Now I'm faced with the decision of whether to keep or sell it as I return to school. A big part of me says I don't have a choice — how can I get to class in the winter? What about food shopping and visiting people and, well, getting anywhere out of my neighborhood?
The problem isn't that just a matter of what to do with my car. The real question I should be asking is, "Why do I even have to ask how I'll get around in the first place?" Owning a car is such a celebrated part of the traditional American Dream that we've seemed to forget we can have it another way. I found a similar voice in an article by UK citizen Sami Grover: "Being Carless in America is Like Second-Class Citizenship
"The fact is that being carless in most of America is, without doubt, a major impediment to social inclusion and economic well-being," Grover writes. "Denver," a commenter on the article, agrees: "People don't understand that I can't speed across town at the drop of a hat, that it takes me a full workday length to go visit my friends in the 'burbs (and I'm spending twice as long on the bus as at their house), I have to consider how late a bus runs and what type of neighborhood I'll be walking in at what hour before I can go out with them, and not to mention that it has limited my availability for jobs."

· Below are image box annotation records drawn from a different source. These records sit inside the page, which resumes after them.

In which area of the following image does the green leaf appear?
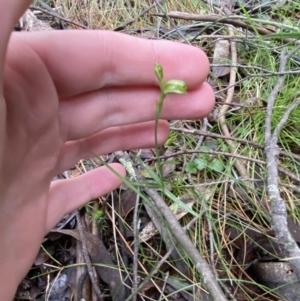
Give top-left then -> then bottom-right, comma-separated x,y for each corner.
194,158 -> 207,170
154,64 -> 164,86
163,79 -> 187,94
208,158 -> 224,173
199,145 -> 211,160
221,143 -> 229,153
185,161 -> 197,173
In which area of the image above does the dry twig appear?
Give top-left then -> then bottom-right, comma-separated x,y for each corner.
265,46 -> 300,281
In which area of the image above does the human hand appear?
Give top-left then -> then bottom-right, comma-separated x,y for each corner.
0,0 -> 214,300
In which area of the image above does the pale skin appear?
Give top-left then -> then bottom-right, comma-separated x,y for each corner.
0,0 -> 214,300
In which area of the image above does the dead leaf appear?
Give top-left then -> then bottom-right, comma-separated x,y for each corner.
212,40 -> 230,77
55,230 -> 126,301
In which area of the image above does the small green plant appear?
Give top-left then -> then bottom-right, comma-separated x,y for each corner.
154,64 -> 187,187
185,144 -> 228,174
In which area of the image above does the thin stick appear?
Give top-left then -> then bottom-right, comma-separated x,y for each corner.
265,46 -> 300,281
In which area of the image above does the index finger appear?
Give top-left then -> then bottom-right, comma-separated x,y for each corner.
12,30 -> 209,97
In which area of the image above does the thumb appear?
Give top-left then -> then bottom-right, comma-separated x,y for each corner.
45,163 -> 126,234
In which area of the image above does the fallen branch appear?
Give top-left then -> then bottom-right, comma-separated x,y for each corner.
265,46 -> 300,281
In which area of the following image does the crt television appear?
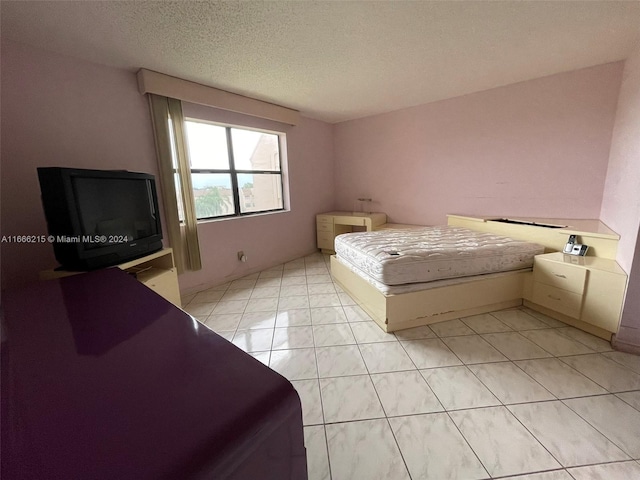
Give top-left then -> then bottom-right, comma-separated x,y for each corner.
38,167 -> 162,271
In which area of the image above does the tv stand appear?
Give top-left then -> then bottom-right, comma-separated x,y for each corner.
40,248 -> 181,307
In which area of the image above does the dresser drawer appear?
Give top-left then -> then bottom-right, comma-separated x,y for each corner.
317,231 -> 333,250
333,216 -> 367,226
316,222 -> 333,233
533,281 -> 583,318
533,257 -> 587,295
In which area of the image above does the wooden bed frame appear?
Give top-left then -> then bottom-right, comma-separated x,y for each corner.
331,215 -> 619,332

What are my car-free options?
There are some short-term solutions available, if you don't own your own car (or you're looking to decrease your usage). Zipcar
and City CarShare
(in California) are similar to renting a vehicle, but instead you can share the company's cars for a monthly or annual fee. Another idea that's catching on in some cities is to have car owners share their vehicles
with their own neighbors (examples include RelayRides
). Car owners can earn some bonus cash if they’re not using their cars.

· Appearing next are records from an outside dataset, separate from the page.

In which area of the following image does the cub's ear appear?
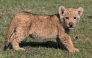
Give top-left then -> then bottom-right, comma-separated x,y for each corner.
77,7 -> 84,16
59,6 -> 66,16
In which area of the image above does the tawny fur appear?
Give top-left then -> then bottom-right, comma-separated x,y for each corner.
4,6 -> 83,52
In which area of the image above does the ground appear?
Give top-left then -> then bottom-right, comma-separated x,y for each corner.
0,0 -> 92,58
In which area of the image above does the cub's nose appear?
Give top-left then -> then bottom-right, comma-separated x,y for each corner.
69,22 -> 74,28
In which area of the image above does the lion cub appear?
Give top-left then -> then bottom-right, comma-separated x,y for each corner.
4,6 -> 83,52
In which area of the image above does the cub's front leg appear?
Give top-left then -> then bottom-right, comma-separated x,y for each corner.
56,27 -> 79,52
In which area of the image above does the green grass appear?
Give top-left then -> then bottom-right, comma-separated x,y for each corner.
0,0 -> 92,58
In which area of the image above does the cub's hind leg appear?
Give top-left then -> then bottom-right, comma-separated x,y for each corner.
11,28 -> 27,50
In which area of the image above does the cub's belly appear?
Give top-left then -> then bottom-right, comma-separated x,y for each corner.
31,30 -> 57,39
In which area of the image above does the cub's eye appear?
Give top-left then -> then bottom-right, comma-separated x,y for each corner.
65,17 -> 69,19
74,17 -> 77,19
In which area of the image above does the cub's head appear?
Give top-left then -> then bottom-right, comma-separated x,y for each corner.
59,6 -> 83,29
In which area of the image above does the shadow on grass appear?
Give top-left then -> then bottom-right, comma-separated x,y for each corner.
20,41 -> 65,49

One decision I made that's helped me reduce the use of my car is to ensure my workplace and residence are relatively nearby. Do you have this advantage? The Environmental Defense Fund
recommends commuters take a bike to work at least once a week: "If everyone who lives within 5 miles of their workplace left their car at home just one day a week and cycled to work, nearly 5 million tons of global warming pollution would be saved every year — like taking about a million cars off the road." What an impact that would make — on your health as well as your carbon footprint!
If you're living in a metropolitan area, hopefully you have reliable public transportation. Trains and buses are a smart choice in the city rather than everyone driving individual vehicles, as it greatly reduces pollution and the amount of traffic on the road
. (Even in Boston this isn't always the case, with constantly delayed trains
, bitter cab drivers
and the fact that trains stop at 12:30 p.m. on weekends.) For those of us in the suburbs, with infrequent options — it can be tough to know what to do besides buy a bike and hope for good weather. If you do have a car and don't plan to adopt any of these other practices, you can also make a difference by starting a carpool.